# Shop Notes Router Insert plates



## S Bolton (Mar 5, 2007)

I can't get this Shop Notes magazine for awhile because I live in the sticks. Has anyone got the article on the router plate insert. It looks interesting. Is this a part of the "Ultimate Router Table" I see on the cover.

Anything you can tell me might keep me from wasting gas.

Thanks

Steve Bolton


----------



## Mike (Nov 22, 2004)

Steve, I really like most of the ShopNotes designs but I would suggest drilling the insert and attaching it with screws instead of the clamps shown. Use your base plate as a template and it will go trouble free. You will also gain the thickness of the sub base plate and insert in plunge depth, and that can be priceless.


----------



## Hamlin (Dec 25, 2005)

S Bolton said:


> I can't get this Shop Notes magazine for awhile because I live in the sticks. Has anyone got the article on the router plate insert. It looks interesting. Is this a part of the "Ultimate Router Table" I see on the cover.
> 
> Anything you can tell me might keep me from wasting gas.
> 
> ...


Hi SB,

To answer your question, no, it's not part of the ulitimate router table. It only covers the in's & out's of your plate. You should check out the article of the table online. For the plate, I've tried to find some info on the article but no luck. I've yet to receive this particular issue. Prolly get it in the next few days.
http://www.shopnotes.com/files/issues/100/ultimate-router-table.pdf

I too like the plans from Shopnotes and Woodsmith both. Great info.


----------



## bobj3 (Jan 17, 2006)

Hi SB

This may help
http://www.leevalley.com/wood/page.aspx?c=2&p=41776&cat=1,43000,51208&ap=1


=================



S Bolton said:


> I can't get this Shop Notes magazine for awhile because I live in the sticks. Has anyone got the article on the router plate insert. It looks interesting.
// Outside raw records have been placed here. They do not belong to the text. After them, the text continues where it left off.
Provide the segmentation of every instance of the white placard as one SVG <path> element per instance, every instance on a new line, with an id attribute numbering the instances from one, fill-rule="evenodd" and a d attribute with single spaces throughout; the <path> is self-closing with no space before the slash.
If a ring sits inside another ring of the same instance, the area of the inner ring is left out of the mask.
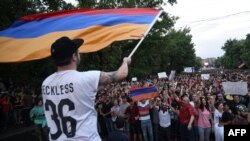
<path id="1" fill-rule="evenodd" d="M 246 95 L 247 82 L 222 82 L 225 94 Z"/>
<path id="2" fill-rule="evenodd" d="M 133 78 L 132 78 L 132 81 L 133 81 L 133 82 L 136 82 L 136 81 L 137 81 L 137 77 L 133 77 Z"/>
<path id="3" fill-rule="evenodd" d="M 167 78 L 168 76 L 167 76 L 166 72 L 159 72 L 158 77 L 159 78 Z"/>
<path id="4" fill-rule="evenodd" d="M 186 67 L 186 68 L 184 68 L 184 72 L 192 73 L 192 72 L 194 72 L 194 67 Z"/>
<path id="5" fill-rule="evenodd" d="M 175 77 L 175 72 L 174 70 L 171 70 L 170 75 L 169 75 L 169 80 L 173 80 Z"/>
<path id="6" fill-rule="evenodd" d="M 201 74 L 201 80 L 209 80 L 210 74 Z"/>

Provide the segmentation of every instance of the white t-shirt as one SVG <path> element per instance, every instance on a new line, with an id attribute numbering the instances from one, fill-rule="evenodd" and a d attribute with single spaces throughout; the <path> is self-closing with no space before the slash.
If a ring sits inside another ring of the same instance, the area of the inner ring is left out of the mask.
<path id="1" fill-rule="evenodd" d="M 100 71 L 67 70 L 42 84 L 50 140 L 101 141 L 94 108 Z"/>

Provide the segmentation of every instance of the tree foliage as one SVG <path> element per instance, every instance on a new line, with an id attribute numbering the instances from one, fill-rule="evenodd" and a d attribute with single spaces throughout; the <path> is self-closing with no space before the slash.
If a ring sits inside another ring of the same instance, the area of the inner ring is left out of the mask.
<path id="1" fill-rule="evenodd" d="M 19 17 L 73 8 L 157 8 L 162 0 L 78 0 L 78 7 L 63 0 L 2 0 L 0 6 L 0 29 L 8 27 Z M 176 0 L 168 0 L 173 5 Z M 9 7 L 7 8 L 6 5 Z M 180 72 L 184 67 L 200 67 L 200 58 L 196 58 L 192 36 L 189 29 L 174 30 L 176 17 L 163 13 L 161 22 L 157 22 L 132 57 L 130 76 L 146 77 L 160 71 Z M 128 56 L 138 41 L 128 40 L 111 44 L 94 53 L 82 54 L 79 70 L 116 70 L 123 57 Z M 39 86 L 42 80 L 56 70 L 51 58 L 42 60 L 0 64 L 0 77 L 12 81 L 31 83 Z M 3 75 L 4 74 L 4 75 Z"/>
<path id="2" fill-rule="evenodd" d="M 226 69 L 237 69 L 240 60 L 243 60 L 245 68 L 250 66 L 250 34 L 246 39 L 229 39 L 225 42 L 222 49 L 225 51 L 222 57 L 216 59 L 216 67 Z"/>

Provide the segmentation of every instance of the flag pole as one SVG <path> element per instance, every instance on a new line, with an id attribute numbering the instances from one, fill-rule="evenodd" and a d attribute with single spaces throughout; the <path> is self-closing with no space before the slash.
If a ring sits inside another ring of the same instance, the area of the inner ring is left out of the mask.
<path id="1" fill-rule="evenodd" d="M 128 58 L 131 58 L 133 56 L 133 54 L 135 53 L 135 51 L 138 49 L 138 47 L 140 46 L 140 44 L 142 43 L 142 41 L 145 39 L 145 37 L 148 35 L 149 31 L 151 30 L 151 28 L 154 26 L 154 24 L 156 23 L 157 19 L 160 17 L 160 15 L 162 14 L 163 10 L 160 10 L 160 12 L 156 15 L 155 19 L 153 20 L 153 22 L 150 24 L 148 30 L 145 32 L 145 34 L 143 35 L 143 37 L 141 38 L 141 40 L 137 43 L 137 45 L 135 46 L 135 48 L 132 50 L 132 52 L 129 54 Z"/>

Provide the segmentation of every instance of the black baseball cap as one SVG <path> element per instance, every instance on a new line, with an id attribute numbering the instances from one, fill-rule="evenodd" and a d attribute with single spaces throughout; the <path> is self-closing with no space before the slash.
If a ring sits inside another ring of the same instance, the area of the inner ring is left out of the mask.
<path id="1" fill-rule="evenodd" d="M 62 60 L 70 57 L 84 43 L 83 39 L 73 39 L 61 37 L 51 45 L 51 56 L 55 60 Z"/>

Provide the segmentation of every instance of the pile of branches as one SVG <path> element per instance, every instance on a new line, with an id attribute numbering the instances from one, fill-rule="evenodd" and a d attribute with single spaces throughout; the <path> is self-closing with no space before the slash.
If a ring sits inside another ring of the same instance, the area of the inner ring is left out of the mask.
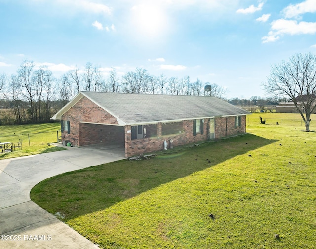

Is this a part of the "Ultimate Router Table" I see on the cover.
> 
> Anything you can tell me might keep me from wasting gas.
> 
> ...


----------



## Tale Gunner (Sep 24, 2004)

Steve the shopnotes you are asking about is issue 100 (one of the few that I do not have!) but there are several ways to do what you are asking. I purchased a template from the ole Rockler store and cut my lift into a new table top.


----------



## Hamlin (Dec 25, 2005)

Hi,

The article in ShopNotes, only covers what to look for in a quality plate. 

The router table in question is of an entirely different article in the same issue. Meaning no offense to any one here but, the table itself looks to me like a copy cat of several different makes including Norm A.'s table. I'm not saying it's a bad table, just looks like several different styles in one.

Just my $0.02 worth


----------



## S Bolton (Mar 5, 2007)

Is that ShopNotes magazine out yet. I can't seem to find it where I live?

sb


----------



## Hamlin (Dec 25, 2005)

S Bolton said:


> Is that ShopNotes magazine out yet. I can't seem to find it where I live?
> 
> sb


Hi SB,

Yes, it's out. Try looking up their web site.

http://www.shopnotes.com/issues/current/


----------



## Mike (Nov 22, 2004)

Keep in mind that the router table Norm built is adapted from plans published in Fine Woodworking magazine. The table was in production and sold as the RT1000 a half year before Norm built his. Most plans borrow from the good ideas of others.


----------